Neue Recht­spre­chung des EuGH und des Bundes­ar­beits­ge­richts. Der EuGH hat mit seinen Urteilen vom 20.01.2010 und vom 22.11.2011 der Surro­ga­ti­ons­theorie für Fälle lang andau­ernder Krank­heit die Grund­lage entzogen. Dieser Recht­spre­chung ist das Bundes­ar­beits­ge­richt gefolgt. Mit Urteil vom 24.03.2009 hatte das Bundes­ar­beits­ge­richt bereits entschieden, dass gesetz­liche Urlaubs­ab­gel­tungs­an­sprüche nicht erlö­schen, wenn Arbeit­nehmer bis zum Ende des Urlaubs­jahres und/oder des Über­tra­gungs­zeit­raums erkrankt und deswegen arbeits­un­fähig sind.

Das Bundes­ar­beits­ge­richt hat nun die Surro­ga­ti­ons­s­theorie insge­samt ausdrück­lich aufge­geben. Der gesetz­liche Urlaubs­ab­gel­tungs­an­spruch unter­fällt als reiner Geld­an­spruch demnach unab­hängig von der Arbeits­un­fä­hig­keit oder Arbeits­fä­hig­keit des Arbeit­neh­mers nicht dem Fris­ten­re­gime des Bundes­ur­laubs­ge­setzes.
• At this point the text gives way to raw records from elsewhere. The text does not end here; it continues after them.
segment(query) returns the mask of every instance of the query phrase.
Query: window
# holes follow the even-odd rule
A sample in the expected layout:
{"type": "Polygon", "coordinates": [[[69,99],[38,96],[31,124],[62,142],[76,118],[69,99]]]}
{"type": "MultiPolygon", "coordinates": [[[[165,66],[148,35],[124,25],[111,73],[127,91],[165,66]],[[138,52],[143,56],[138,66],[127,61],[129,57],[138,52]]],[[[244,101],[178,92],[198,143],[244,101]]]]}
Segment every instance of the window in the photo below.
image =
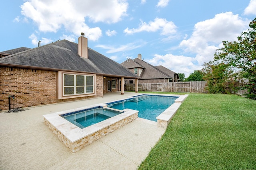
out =
{"type": "Polygon", "coordinates": [[[64,74],[64,95],[93,93],[93,76],[64,74]]]}
{"type": "Polygon", "coordinates": [[[116,80],[112,80],[111,83],[111,88],[116,89],[116,80]]]}

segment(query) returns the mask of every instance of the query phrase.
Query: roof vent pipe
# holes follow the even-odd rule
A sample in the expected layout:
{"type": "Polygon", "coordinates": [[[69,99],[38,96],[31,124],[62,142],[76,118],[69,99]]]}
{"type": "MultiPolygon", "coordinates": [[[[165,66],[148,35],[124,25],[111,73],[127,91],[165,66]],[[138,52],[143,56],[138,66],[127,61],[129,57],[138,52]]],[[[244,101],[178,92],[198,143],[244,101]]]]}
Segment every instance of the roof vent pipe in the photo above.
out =
{"type": "Polygon", "coordinates": [[[84,37],[84,33],[81,33],[81,36],[78,38],[78,55],[83,58],[88,58],[88,48],[87,39],[84,37]]]}
{"type": "Polygon", "coordinates": [[[141,59],[141,54],[139,54],[138,55],[138,58],[140,59],[141,59]]]}

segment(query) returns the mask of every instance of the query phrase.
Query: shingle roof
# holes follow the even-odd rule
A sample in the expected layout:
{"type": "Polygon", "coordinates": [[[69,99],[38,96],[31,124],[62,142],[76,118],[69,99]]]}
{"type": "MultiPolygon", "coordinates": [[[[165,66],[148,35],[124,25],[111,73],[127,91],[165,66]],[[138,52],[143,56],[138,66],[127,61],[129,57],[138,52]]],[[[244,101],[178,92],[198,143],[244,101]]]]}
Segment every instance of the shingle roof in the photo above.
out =
{"type": "Polygon", "coordinates": [[[120,64],[90,48],[88,59],[78,54],[78,44],[64,40],[0,58],[0,65],[138,77],[120,64]]]}
{"type": "Polygon", "coordinates": [[[155,67],[138,58],[128,59],[121,63],[128,69],[140,67],[143,71],[140,76],[140,79],[173,79],[174,72],[162,66],[155,67]],[[136,63],[136,65],[134,64],[136,63]],[[136,67],[136,65],[138,66],[136,67]]]}
{"type": "Polygon", "coordinates": [[[14,49],[1,51],[0,52],[0,53],[10,55],[12,54],[15,54],[15,53],[19,53],[20,52],[27,50],[28,49],[30,49],[30,48],[22,47],[20,48],[15,48],[14,49]]]}
{"type": "Polygon", "coordinates": [[[121,65],[126,68],[129,69],[139,67],[142,68],[143,69],[145,68],[145,67],[139,64],[138,63],[136,63],[136,61],[133,59],[130,58],[122,63],[121,65]]]}
{"type": "Polygon", "coordinates": [[[174,75],[175,74],[178,74],[172,71],[172,70],[170,70],[162,65],[158,65],[157,66],[155,66],[155,67],[162,71],[165,73],[170,75],[172,77],[174,77],[174,75]]]}

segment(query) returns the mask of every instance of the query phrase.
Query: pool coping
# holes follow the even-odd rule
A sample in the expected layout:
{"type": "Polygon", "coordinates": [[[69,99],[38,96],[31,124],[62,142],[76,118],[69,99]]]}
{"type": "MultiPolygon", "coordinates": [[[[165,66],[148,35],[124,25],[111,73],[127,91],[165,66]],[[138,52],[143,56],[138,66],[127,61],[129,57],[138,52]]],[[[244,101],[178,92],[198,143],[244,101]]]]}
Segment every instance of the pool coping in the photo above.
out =
{"type": "Polygon", "coordinates": [[[180,106],[188,96],[188,95],[186,94],[180,95],[175,100],[174,103],[156,117],[158,125],[165,128],[167,128],[180,106]]]}
{"type": "MultiPolygon", "coordinates": [[[[127,97],[121,100],[117,100],[110,102],[105,102],[103,103],[43,115],[44,122],[45,124],[57,136],[58,138],[63,142],[64,144],[71,152],[75,153],[84,147],[90,144],[115,130],[124,126],[138,117],[138,111],[128,109],[120,111],[108,107],[108,105],[106,103],[124,101],[131,99],[131,98],[136,96],[143,95],[147,95],[148,94],[142,93],[127,97]],[[83,128],[78,127],[60,116],[60,115],[70,112],[74,112],[79,110],[87,109],[98,107],[124,112],[83,128]]],[[[172,117],[176,113],[181,103],[188,96],[188,95],[159,94],[149,95],[178,97],[175,100],[175,103],[156,117],[158,126],[165,128],[167,128],[172,117]]]]}
{"type": "MultiPolygon", "coordinates": [[[[43,115],[44,122],[66,146],[74,153],[138,117],[138,111],[125,109],[122,111],[124,112],[118,115],[81,128],[60,116],[98,106],[104,108],[107,105],[100,103],[43,115]]],[[[108,109],[120,111],[108,107],[108,109]]]]}
{"type": "Polygon", "coordinates": [[[130,97],[127,97],[122,100],[117,100],[115,101],[111,101],[110,102],[105,102],[104,104],[108,103],[109,105],[112,103],[115,103],[118,102],[121,102],[125,101],[126,100],[130,100],[135,97],[140,96],[142,95],[155,95],[160,96],[168,96],[178,97],[178,98],[175,100],[175,103],[170,106],[162,113],[159,115],[156,119],[157,120],[158,126],[166,128],[168,125],[170,123],[172,117],[176,113],[177,111],[181,105],[181,104],[184,101],[185,99],[188,96],[188,95],[175,95],[175,94],[157,94],[157,93],[141,93],[138,95],[135,95],[131,96],[130,97]]]}

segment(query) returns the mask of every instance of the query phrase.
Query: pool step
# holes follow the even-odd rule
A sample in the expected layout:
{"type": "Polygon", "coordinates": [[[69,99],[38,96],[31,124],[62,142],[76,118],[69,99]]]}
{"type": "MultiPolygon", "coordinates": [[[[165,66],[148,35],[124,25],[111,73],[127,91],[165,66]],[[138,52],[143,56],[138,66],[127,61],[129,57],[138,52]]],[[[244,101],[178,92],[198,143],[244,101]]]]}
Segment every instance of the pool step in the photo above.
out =
{"type": "Polygon", "coordinates": [[[151,97],[150,96],[141,96],[138,97],[135,97],[134,99],[132,99],[130,101],[133,101],[134,102],[138,102],[138,101],[141,101],[142,100],[145,100],[145,99],[148,99],[151,97]]]}

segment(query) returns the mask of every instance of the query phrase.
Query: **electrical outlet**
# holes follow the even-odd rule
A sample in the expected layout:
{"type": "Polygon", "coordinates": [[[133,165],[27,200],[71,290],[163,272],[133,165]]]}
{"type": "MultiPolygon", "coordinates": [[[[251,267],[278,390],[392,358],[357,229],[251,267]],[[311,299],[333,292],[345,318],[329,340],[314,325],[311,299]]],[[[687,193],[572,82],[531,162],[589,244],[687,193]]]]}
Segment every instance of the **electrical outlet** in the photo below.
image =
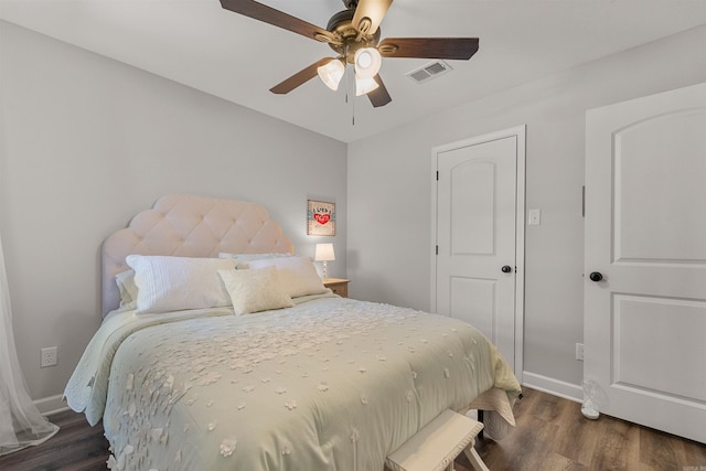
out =
{"type": "Polygon", "coordinates": [[[55,365],[56,365],[56,347],[47,346],[46,349],[42,349],[40,366],[45,368],[46,366],[55,366],[55,365]]]}
{"type": "Polygon", "coordinates": [[[577,343],[576,344],[576,360],[578,360],[579,362],[584,361],[584,344],[582,343],[577,343]]]}

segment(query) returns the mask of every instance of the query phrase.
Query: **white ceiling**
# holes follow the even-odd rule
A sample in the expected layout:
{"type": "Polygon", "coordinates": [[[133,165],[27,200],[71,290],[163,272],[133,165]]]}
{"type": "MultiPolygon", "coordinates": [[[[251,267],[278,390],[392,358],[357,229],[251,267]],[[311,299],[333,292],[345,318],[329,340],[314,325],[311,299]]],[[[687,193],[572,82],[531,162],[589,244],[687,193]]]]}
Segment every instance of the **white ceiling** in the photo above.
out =
{"type": "MultiPolygon", "coordinates": [[[[263,3],[324,29],[344,9],[341,0],[263,3]]],[[[424,84],[405,74],[429,60],[384,60],[381,76],[393,101],[377,109],[366,97],[345,103],[345,87],[331,92],[318,77],[288,95],[271,94],[333,52],[223,10],[218,0],[0,0],[0,19],[350,142],[706,24],[706,0],[397,0],[382,38],[479,38],[480,49],[424,84]]]]}

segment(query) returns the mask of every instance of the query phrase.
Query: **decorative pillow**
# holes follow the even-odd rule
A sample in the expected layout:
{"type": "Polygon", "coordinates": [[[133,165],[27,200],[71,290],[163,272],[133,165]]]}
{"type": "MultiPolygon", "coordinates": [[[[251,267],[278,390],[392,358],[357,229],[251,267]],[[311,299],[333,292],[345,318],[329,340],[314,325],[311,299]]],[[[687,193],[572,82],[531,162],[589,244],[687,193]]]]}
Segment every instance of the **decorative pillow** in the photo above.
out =
{"type": "Polygon", "coordinates": [[[135,270],[137,313],[231,306],[218,270],[235,271],[235,260],[128,255],[135,270]]]}
{"type": "Polygon", "coordinates": [[[120,308],[135,309],[137,306],[137,285],[135,285],[135,270],[120,271],[115,276],[115,282],[120,291],[120,308]]]}
{"type": "Polygon", "coordinates": [[[293,257],[292,254],[289,253],[270,253],[270,254],[227,254],[220,253],[218,258],[234,258],[235,259],[235,268],[238,270],[249,268],[249,263],[252,260],[261,260],[265,258],[279,258],[279,257],[293,257]]]}
{"type": "Polygon", "coordinates": [[[218,270],[218,275],[237,315],[295,306],[281,288],[275,267],[218,270]]]}
{"type": "Polygon", "coordinates": [[[277,275],[290,298],[328,292],[309,257],[279,257],[249,261],[250,269],[277,267],[277,275]]]}

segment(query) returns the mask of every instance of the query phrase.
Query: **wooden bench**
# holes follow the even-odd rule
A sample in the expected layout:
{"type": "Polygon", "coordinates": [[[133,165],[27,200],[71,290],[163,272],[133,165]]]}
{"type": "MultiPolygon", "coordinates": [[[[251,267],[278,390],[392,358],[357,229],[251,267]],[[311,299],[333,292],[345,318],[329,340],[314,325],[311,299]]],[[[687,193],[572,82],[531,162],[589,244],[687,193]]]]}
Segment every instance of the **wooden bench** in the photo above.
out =
{"type": "Polygon", "coordinates": [[[447,409],[402,447],[385,464],[393,471],[453,470],[453,460],[463,451],[477,471],[489,471],[473,445],[483,424],[447,409]]]}

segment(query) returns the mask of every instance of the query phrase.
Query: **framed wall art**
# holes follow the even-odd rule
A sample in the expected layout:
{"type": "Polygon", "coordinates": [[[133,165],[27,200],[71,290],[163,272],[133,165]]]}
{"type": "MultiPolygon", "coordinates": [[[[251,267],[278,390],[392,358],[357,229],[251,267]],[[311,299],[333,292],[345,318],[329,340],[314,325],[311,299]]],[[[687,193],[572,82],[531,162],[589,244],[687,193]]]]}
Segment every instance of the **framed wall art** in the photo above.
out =
{"type": "Polygon", "coordinates": [[[335,203],[307,200],[307,235],[335,235],[335,203]]]}

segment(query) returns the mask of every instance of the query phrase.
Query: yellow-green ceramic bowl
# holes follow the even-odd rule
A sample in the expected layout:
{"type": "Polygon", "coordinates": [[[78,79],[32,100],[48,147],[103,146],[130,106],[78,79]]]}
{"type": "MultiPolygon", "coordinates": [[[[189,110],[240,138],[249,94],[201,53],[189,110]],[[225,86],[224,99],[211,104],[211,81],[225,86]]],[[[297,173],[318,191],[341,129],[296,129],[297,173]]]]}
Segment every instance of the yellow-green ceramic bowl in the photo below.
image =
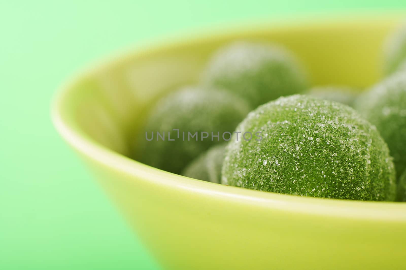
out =
{"type": "Polygon", "coordinates": [[[226,186],[126,156],[152,102],[197,82],[212,53],[232,40],[285,46],[313,85],[359,89],[376,82],[383,41],[401,17],[353,17],[262,25],[136,50],[64,87],[54,122],[164,268],[404,269],[406,203],[226,186]]]}

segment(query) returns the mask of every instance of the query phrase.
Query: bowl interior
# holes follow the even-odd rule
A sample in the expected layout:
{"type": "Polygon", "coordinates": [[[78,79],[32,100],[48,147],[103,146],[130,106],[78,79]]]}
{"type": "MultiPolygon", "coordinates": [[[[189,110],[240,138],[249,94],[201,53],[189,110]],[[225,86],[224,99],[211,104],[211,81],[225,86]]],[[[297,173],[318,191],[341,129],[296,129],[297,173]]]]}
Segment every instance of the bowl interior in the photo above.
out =
{"type": "MultiPolygon", "coordinates": [[[[343,17],[244,27],[145,48],[114,58],[81,74],[63,88],[54,103],[54,122],[65,139],[91,158],[114,156],[109,165],[129,164],[124,156],[132,155],[133,149],[136,151],[134,139],[151,104],[168,91],[198,83],[212,54],[235,40],[285,46],[302,62],[313,85],[348,85],[362,89],[380,77],[384,41],[403,17],[343,17]],[[93,152],[85,151],[85,148],[93,152]],[[104,152],[96,152],[99,150],[104,152]]],[[[185,180],[132,162],[138,172],[185,180]]],[[[194,184],[199,188],[205,185],[202,188],[207,190],[222,188],[205,182],[194,184]]],[[[253,197],[268,196],[260,194],[268,193],[238,189],[242,189],[229,188],[227,192],[253,197]]]]}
Sach­ver­halt. Der Entschei­dung lag folgender Sach­ver­halt zugrunde: Der Arbeit­nehmer war beim Arbeit­geber als Opera­ting-Manager beschäf­tigt. Im Kündi­gungs­rechts­streit der Parteien stellte das Arbeits­ge­richt mit rechts­kräf­tigem Urteil vom 27. November 2008 fest, dass das Arbeits­ver­hältnis der Parteien zum 31. Juli 2008 endete. Dem Kläger standen zu diesem Zeit­punkt jeden­falls 16 Tage Urlaub zu.

Mit einem Schreiben vom 6. Januar 2009 verlangte er vom Beklagten ohne Erfolg, diesen Urlaub abzu­gelten. Das Arbeits­ge­richt hat die Klage abge­wiesen. Das Landes­ar­beits­ge­richt hat die Beru­fung des Klägers zurück­ge­wiesen. Die Revi­sion des Klägers hatte vor dem Neunten Senat des Bundes­ar­beits­ge­richts Erfolg.

Der Abgel­tungs­an­spruch des Klägers war nach dem Urteil des Bundes­ar­beits­ge­richts entgegen der Auffas­sung der Vorin­stanzen nicht am 31. Dezember 2008 unter­ge­gangen. Der gesetz­liche Urlaubs­ab­gel­tungs­an­spruch unter­fiel als reiner Geld­an­spruch unab­hängig von der Arbeits­un­fä­hig­keit oder Arbeits­fä­hig­keit des Arbeit­neh­mers nicht dem Fris­ten­re­gime des Bundes­ur­laubs­ge­setzes.

Der Kläger musste deshalb die Abgel­tung seines Urlaubs nicht im Urlaubs­jahr 2008 verlangen. Sach­liche Gründe dafür, warum für einen arbeits­fä­higen Arbeit­nehmer nach Been­di­gung des Arbeits­ver­hält­nisses andere Regeln für den Verfall des Urlaubs­ab­gel­tungs­an­spruchs gelten sollen als für einen arbeits­un­fä­higen Arbeit­nehmer, bestanden nicht.